In my master’s thesis from 2014, I developed a chess player which learned to play chess scratch using what is now known as Deep Reinforcement learning. I was jointly supervised by

David Barber and

Peter Dayan, to whom I owe much gratitude for their persistent teaching and supervision. The thesis used (deep) convolutional neural networks trained with a combination of supervised and reinforcement learning. These very same components proved to be critical to the success of

AlphaGo in beating the world’s leading Go champion in 2016.

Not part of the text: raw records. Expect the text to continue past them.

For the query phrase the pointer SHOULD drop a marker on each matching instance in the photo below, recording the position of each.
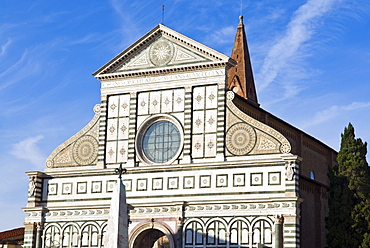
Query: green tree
(348, 222)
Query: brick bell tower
(240, 77)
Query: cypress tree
(348, 222)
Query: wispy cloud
(28, 149)
(333, 112)
(221, 36)
(4, 47)
(283, 57)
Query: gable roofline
(161, 29)
(240, 101)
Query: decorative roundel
(161, 52)
(230, 95)
(159, 140)
(240, 139)
(285, 148)
(85, 150)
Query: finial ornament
(120, 171)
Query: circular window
(159, 140)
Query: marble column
(117, 228)
(279, 220)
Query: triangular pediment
(162, 52)
(161, 48)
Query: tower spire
(240, 77)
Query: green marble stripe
(291, 225)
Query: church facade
(206, 166)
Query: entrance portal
(152, 238)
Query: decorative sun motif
(113, 107)
(211, 121)
(197, 146)
(161, 52)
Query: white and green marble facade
(233, 183)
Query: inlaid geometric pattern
(274, 178)
(165, 101)
(96, 187)
(205, 181)
(157, 184)
(239, 180)
(53, 189)
(67, 188)
(221, 180)
(189, 182)
(118, 109)
(256, 179)
(204, 121)
(240, 139)
(173, 183)
(81, 187)
(142, 184)
(128, 184)
(110, 185)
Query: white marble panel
(143, 104)
(180, 117)
(198, 122)
(197, 146)
(111, 152)
(155, 102)
(178, 100)
(124, 105)
(198, 97)
(113, 105)
(211, 121)
(211, 96)
(210, 145)
(140, 120)
(123, 128)
(112, 129)
(157, 183)
(122, 151)
(167, 101)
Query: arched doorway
(152, 238)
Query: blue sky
(311, 62)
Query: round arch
(150, 228)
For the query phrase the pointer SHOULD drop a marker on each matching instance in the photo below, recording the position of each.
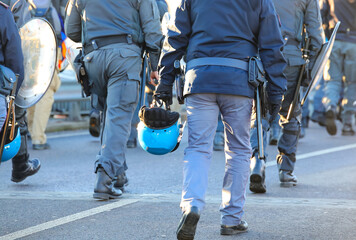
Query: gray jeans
(203, 111)
(115, 74)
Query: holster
(7, 80)
(81, 73)
(256, 77)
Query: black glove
(164, 92)
(273, 111)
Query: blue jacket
(346, 13)
(228, 29)
(10, 44)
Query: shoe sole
(94, 127)
(256, 184)
(288, 184)
(330, 122)
(21, 179)
(186, 230)
(104, 196)
(231, 231)
(347, 133)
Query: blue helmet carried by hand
(11, 148)
(158, 130)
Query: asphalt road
(57, 202)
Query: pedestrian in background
(219, 37)
(294, 16)
(112, 34)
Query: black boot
(104, 188)
(257, 177)
(121, 182)
(23, 167)
(287, 178)
(188, 224)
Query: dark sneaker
(41, 146)
(104, 189)
(257, 177)
(287, 178)
(94, 123)
(232, 230)
(318, 117)
(121, 182)
(347, 130)
(188, 224)
(330, 117)
(23, 169)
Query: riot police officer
(11, 57)
(219, 37)
(294, 15)
(113, 34)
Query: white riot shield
(39, 47)
(320, 63)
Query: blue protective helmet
(158, 130)
(13, 147)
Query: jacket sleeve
(13, 56)
(270, 44)
(72, 23)
(175, 43)
(151, 27)
(313, 23)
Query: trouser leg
(202, 117)
(39, 113)
(333, 80)
(120, 105)
(236, 115)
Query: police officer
(293, 16)
(342, 64)
(11, 57)
(218, 38)
(113, 34)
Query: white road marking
(67, 219)
(317, 153)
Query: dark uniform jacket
(227, 29)
(10, 43)
(346, 13)
(88, 20)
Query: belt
(217, 61)
(104, 41)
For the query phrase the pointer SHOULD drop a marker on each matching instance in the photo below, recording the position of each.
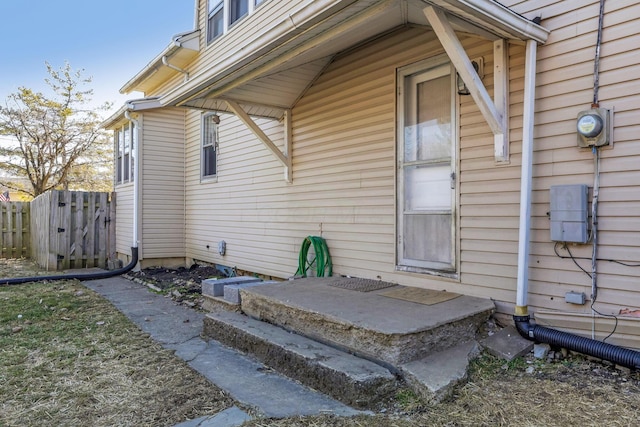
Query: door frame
(401, 73)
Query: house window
(224, 13)
(209, 144)
(239, 8)
(426, 220)
(125, 140)
(215, 24)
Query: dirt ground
(182, 284)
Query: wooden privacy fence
(14, 223)
(72, 229)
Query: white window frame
(427, 267)
(125, 140)
(208, 141)
(226, 6)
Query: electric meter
(590, 125)
(594, 127)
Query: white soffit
(280, 75)
(180, 52)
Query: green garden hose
(322, 261)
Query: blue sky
(111, 40)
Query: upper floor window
(210, 123)
(239, 8)
(125, 140)
(224, 13)
(215, 24)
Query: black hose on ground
(618, 355)
(76, 276)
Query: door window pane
(428, 120)
(430, 238)
(427, 187)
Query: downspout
(134, 248)
(529, 330)
(136, 179)
(166, 62)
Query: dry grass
(575, 392)
(77, 361)
(69, 358)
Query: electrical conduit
(621, 356)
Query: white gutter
(522, 287)
(136, 185)
(501, 16)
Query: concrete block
(232, 292)
(507, 344)
(215, 287)
(540, 351)
(436, 376)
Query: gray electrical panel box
(568, 213)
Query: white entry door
(426, 169)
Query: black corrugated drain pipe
(78, 276)
(618, 355)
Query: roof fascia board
(501, 17)
(230, 82)
(132, 105)
(190, 41)
(287, 30)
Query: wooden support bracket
(284, 158)
(495, 113)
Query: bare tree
(56, 140)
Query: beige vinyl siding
(162, 183)
(344, 180)
(124, 218)
(243, 33)
(565, 87)
(344, 168)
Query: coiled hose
(322, 260)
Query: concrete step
(354, 381)
(368, 324)
(436, 376)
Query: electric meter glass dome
(590, 125)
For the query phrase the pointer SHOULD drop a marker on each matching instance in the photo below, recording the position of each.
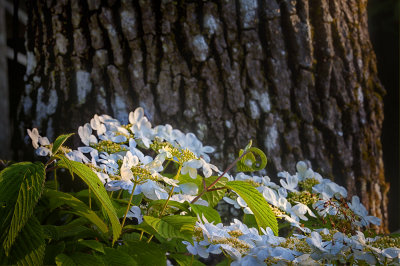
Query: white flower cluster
(135, 157)
(316, 207)
(245, 246)
(117, 156)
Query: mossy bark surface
(297, 77)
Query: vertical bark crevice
(298, 77)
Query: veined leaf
(52, 250)
(249, 163)
(184, 260)
(93, 244)
(160, 203)
(86, 259)
(117, 257)
(21, 186)
(249, 220)
(94, 183)
(145, 253)
(58, 198)
(60, 140)
(175, 226)
(64, 260)
(208, 212)
(67, 164)
(212, 197)
(256, 202)
(29, 246)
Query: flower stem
(216, 180)
(90, 200)
(55, 179)
(129, 205)
(172, 191)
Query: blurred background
(384, 32)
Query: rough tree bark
(298, 77)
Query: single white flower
(152, 191)
(290, 183)
(97, 125)
(34, 135)
(300, 210)
(85, 133)
(196, 249)
(191, 167)
(135, 212)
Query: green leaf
(29, 246)
(21, 186)
(75, 228)
(212, 197)
(145, 253)
(52, 250)
(59, 142)
(64, 260)
(66, 164)
(249, 163)
(94, 183)
(250, 220)
(208, 212)
(93, 244)
(224, 262)
(117, 257)
(58, 198)
(184, 260)
(256, 202)
(85, 259)
(160, 203)
(175, 226)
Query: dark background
(384, 31)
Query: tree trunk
(297, 77)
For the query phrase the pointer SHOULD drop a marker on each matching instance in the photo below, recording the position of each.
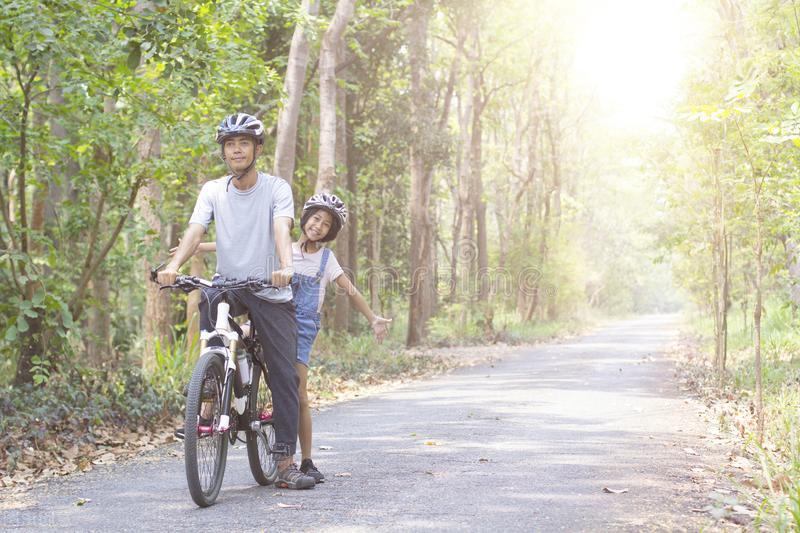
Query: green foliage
(74, 403)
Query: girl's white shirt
(308, 263)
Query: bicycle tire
(205, 454)
(261, 440)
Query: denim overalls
(306, 301)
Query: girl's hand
(380, 326)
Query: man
(253, 213)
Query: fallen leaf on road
(741, 509)
(290, 505)
(742, 463)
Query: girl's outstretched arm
(380, 325)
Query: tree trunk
(344, 252)
(757, 310)
(98, 339)
(375, 278)
(156, 319)
(196, 268)
(293, 86)
(719, 249)
(326, 176)
(420, 302)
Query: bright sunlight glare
(633, 54)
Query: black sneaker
(307, 467)
(292, 478)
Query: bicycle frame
(230, 339)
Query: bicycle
(228, 393)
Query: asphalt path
(528, 443)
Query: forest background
(512, 169)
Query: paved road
(526, 444)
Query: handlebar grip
(154, 272)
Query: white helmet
(330, 203)
(240, 124)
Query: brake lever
(154, 272)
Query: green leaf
(134, 57)
(38, 297)
(66, 316)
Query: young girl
(315, 267)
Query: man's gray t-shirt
(245, 228)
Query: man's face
(239, 151)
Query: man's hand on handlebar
(282, 277)
(167, 275)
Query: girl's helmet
(330, 203)
(240, 124)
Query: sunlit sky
(633, 54)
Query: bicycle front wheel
(206, 449)
(261, 434)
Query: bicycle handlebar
(190, 283)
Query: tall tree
(326, 175)
(421, 260)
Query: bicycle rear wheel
(261, 436)
(206, 449)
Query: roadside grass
(455, 325)
(82, 416)
(778, 456)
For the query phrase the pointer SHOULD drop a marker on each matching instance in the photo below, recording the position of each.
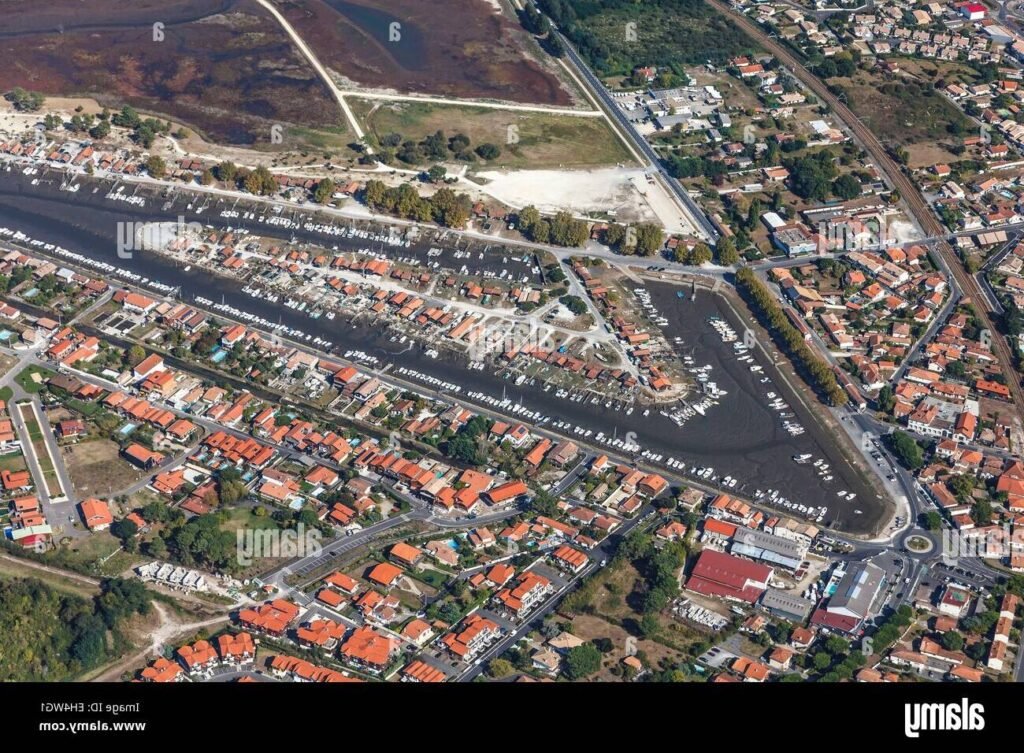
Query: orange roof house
(385, 574)
(96, 514)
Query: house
(954, 600)
(524, 595)
(142, 457)
(237, 649)
(70, 429)
(385, 574)
(418, 631)
(369, 649)
(420, 671)
(95, 514)
(404, 554)
(163, 670)
(271, 618)
(471, 636)
(569, 559)
(153, 363)
(718, 574)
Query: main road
(898, 179)
(694, 214)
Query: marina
(730, 432)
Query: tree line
(817, 372)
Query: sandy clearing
(624, 193)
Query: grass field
(33, 378)
(96, 468)
(538, 139)
(91, 550)
(42, 454)
(13, 462)
(901, 112)
(10, 568)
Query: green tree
(727, 253)
(135, 356)
(488, 152)
(582, 661)
(325, 191)
(907, 451)
(846, 186)
(500, 668)
(156, 166)
(952, 640)
(226, 172)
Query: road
(321, 71)
(484, 103)
(907, 190)
(694, 214)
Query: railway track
(908, 192)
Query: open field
(96, 469)
(89, 550)
(615, 37)
(40, 449)
(461, 48)
(12, 568)
(224, 68)
(901, 112)
(526, 139)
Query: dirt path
(169, 627)
(321, 71)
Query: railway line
(916, 205)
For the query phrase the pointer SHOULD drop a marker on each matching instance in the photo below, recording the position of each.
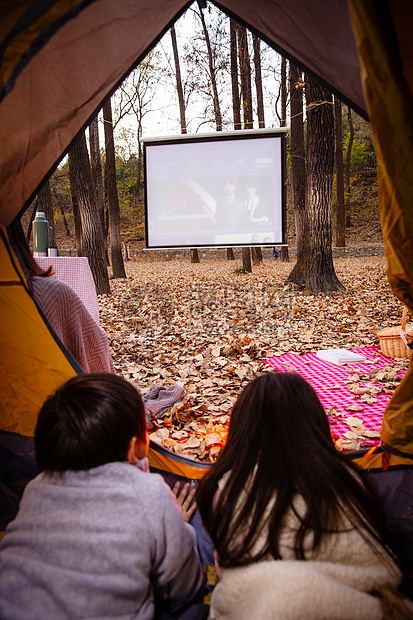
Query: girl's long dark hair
(280, 446)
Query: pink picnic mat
(323, 375)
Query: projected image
(221, 192)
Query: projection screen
(215, 190)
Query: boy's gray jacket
(96, 544)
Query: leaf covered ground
(209, 329)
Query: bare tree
(258, 81)
(96, 168)
(118, 267)
(347, 167)
(320, 276)
(246, 97)
(212, 74)
(135, 96)
(45, 202)
(298, 174)
(180, 90)
(92, 235)
(341, 210)
(236, 102)
(283, 121)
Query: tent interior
(61, 60)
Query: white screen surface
(214, 192)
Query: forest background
(193, 81)
(209, 326)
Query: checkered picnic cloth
(75, 271)
(327, 379)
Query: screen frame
(217, 137)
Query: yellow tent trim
(162, 459)
(382, 461)
(19, 44)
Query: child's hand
(185, 498)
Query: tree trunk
(283, 121)
(212, 74)
(139, 172)
(320, 275)
(245, 74)
(235, 90)
(76, 212)
(194, 255)
(347, 167)
(92, 238)
(246, 96)
(180, 90)
(178, 81)
(341, 211)
(32, 216)
(298, 175)
(96, 168)
(63, 214)
(236, 104)
(45, 202)
(283, 89)
(118, 266)
(246, 259)
(256, 254)
(258, 81)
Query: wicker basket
(391, 343)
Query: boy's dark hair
(279, 446)
(87, 422)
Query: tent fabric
(380, 32)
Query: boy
(96, 537)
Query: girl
(297, 529)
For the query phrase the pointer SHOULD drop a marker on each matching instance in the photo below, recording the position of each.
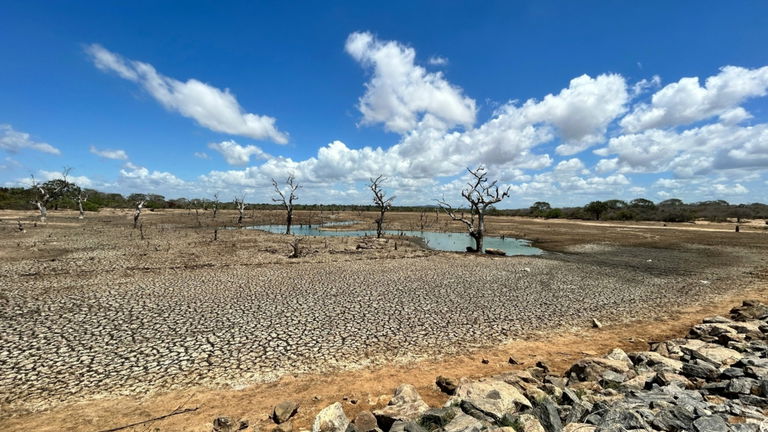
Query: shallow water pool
(454, 242)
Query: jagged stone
(284, 411)
(529, 423)
(446, 385)
(623, 417)
(283, 427)
(436, 418)
(401, 426)
(715, 354)
(331, 419)
(492, 397)
(711, 423)
(546, 412)
(365, 421)
(656, 361)
(595, 369)
(700, 369)
(405, 406)
(741, 386)
(463, 423)
(579, 427)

Here is the gist of the idea (in case you don’t have the time to read through the 160 pages thesis). Perhaps the easiest way to think of a chess board position is as a 3D tensor, where a piece on a particular board square is mapped to a binary variable:

I developed this representation and used it as an input to feed-forward neural networks and convolutional neural networks. For the convolutional networks, I fixed each convolutional filter in the first layer to take inputs from all piece type and convolved them over spatial regions (squares a-h, 1-8).

I used this setup to attack two different – but highly related – tasks. First, I trained models to predict the winning player during each move of a game. These models were trained using a database of games between highly skilled chess players. In this regard, the neural networks performed much better than linear models (such as logistic regression), and in fact reached a performance on par with a logistic regression based on hand-crafted expert features!

Next, I used the representation to actually learn to play chess using Deep Reinforcement Learning. I let the models play against themselves using a tree-structured Reinforcement Learning method called TreeStrap, a method developed by Joel Veness and colleagues in “Bootstrapping from Game Tree Search”. Not surprising, the results were very encouraging!